The emergence of single-cell technologies has enabled the coupled sequencing of full-length TCRs with transcriptome-wide RNA sequencing in individual cells (Pai and Satpathy, 2021). This is achieved by either computationally reconstructing TCR chain transcript sequences from single-cell RNA sequencing reads (Eltahla et al., 2016; Stubbington et al., 2016; Bolotin et al., 2017) or by specifically amplifying the TCR locus, also known as single-cell TCR-seq (e.g., using Chromium 5′ V(D)J sequencing). Coupled with scTCR-seq, scRNA-seq enables the connection between T-cell states, clonotypes, and potential antigen specificity (Han et al., 2014).
We have recently proposed computational pipelines for the analysis of single-cell T-cell repertoires (Borcherding and Bormann, 2020) and for reference-based analysis of single-cell transcriptomics data (Andreatta et al., 2021a), based on the tools scRepertoire and ProjecTILs, respectively. In this protocol, we describe how to combine these computational tools to analyze paired scRNA-seq and scTCR-seq data to track individual clonotypes projected in a reference map, assess their clonal expansion, proliferation rates, their bias towards specific differentiation states, and the clonal overlap between T-cell states. We will focus the examples on human CD8+ T cells from tumor biopsies, but the protocol is applicable to any single-cell transcriptomics data with TCR sequence information in humans and mice. We invite the reader to follow this protocol while interactively running the associated R Notebook (see Software and datasets section).
Equipment
Personal computer (minimum 16 GB of RAM) or high-performance computing cluster. All software runs on Linux, Windows, or MacOS machines.
Software and datasets
This protocol requires basic R programming skills: installing packages, running an R notebook, and adapting the code to the needs of the user.
All software used for this protocol is free and open source.
R version 4.2 or higher
scRepertoire (version ≥ 1.7) (Borcherding and Bormann, 2020) (https://github.com/ncborcherding/scRepertoire)
ProjecTILs (version ≥ 3.0) (Andreatta et al., 2021a) (https://github.com/carmonalab/ProjecTILs)
Seurat (version ≥ 4.3) (Hao et al., 2021) (https://github.com/satijalab/seurat)
In addition, it is recommended to install R Studio Desktop (https://posit.co/downloads/) to interactively run the R Notebook that reproduces the results of this protocol (https://github.com/carmonalab/Tcell_clonal_analysis).
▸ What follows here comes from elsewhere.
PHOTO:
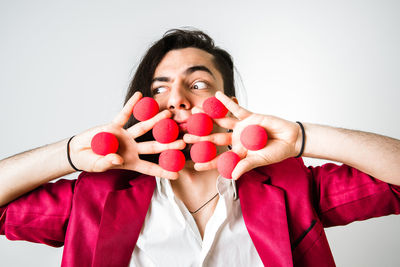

To download the repository to your machine, run the following from command line:
git clone git@github.com:carmonalab/Tcell_clonal_analysis.git
Then, move to the newly created directory and open the project file (with .Rproj extension). Open the protocol notebook (protocol_CD8TIL_clonalAnalysis.Rmd) in R Studio and execute all commands in order. Note that the R Notebook makes use of the renv package (https://rstudio.github.io/renv/articles/renv.html) for straightforward installation of all required packages with the correct version and to ensure reproducibility of the results shown in this protocol.
The protocol assumes the user has generated a single-cell transcriptomics dataset with TCR sequencing information for the same T cells or a subset thereof. There is no restriction on the sequencing technology used, if it generates i) a count matrix quantifying gene expression in single cells; and ii) TCR sequences, for paired αβ chains or single chains, with barcodes that can be mapped to transcriptomics measurements of the same cells.
Procedure
The protocol details all steps required to go from scRNA-seq and scTCR-seq count matrices to T-cell clonal analysis in the context of a T-cell reference map. Each step includes example code snippets that highlight the R commands that accomplish the step. For the complete list of R commands that reproduce the results of this protocol, refer to the accompanying R Notebook (see Software and datasets section).
Single-cell data pre-processing
scRNA-seq data
Several protocols and technologies are available for transcriptomics quantification using scRNA-seq. Sequencing protocols differ in terms of library preparation, read alignment to a reference genome, and quantification of transcripts, as reviewed in multiple publications (Vieth et al., 2019; Mereu et al., 2020). Sequencing facilities commonly offer read mapping and gene expression quantification to obtain a raw count expression matrix (for instance, using the Cell Ranger pipeline from 10× Genomics). From a raw counts matrix, generate a Seurat (Hao et al., 2021) object to store the counts:
seurat <- CreateSeuratObject(counts = matrix)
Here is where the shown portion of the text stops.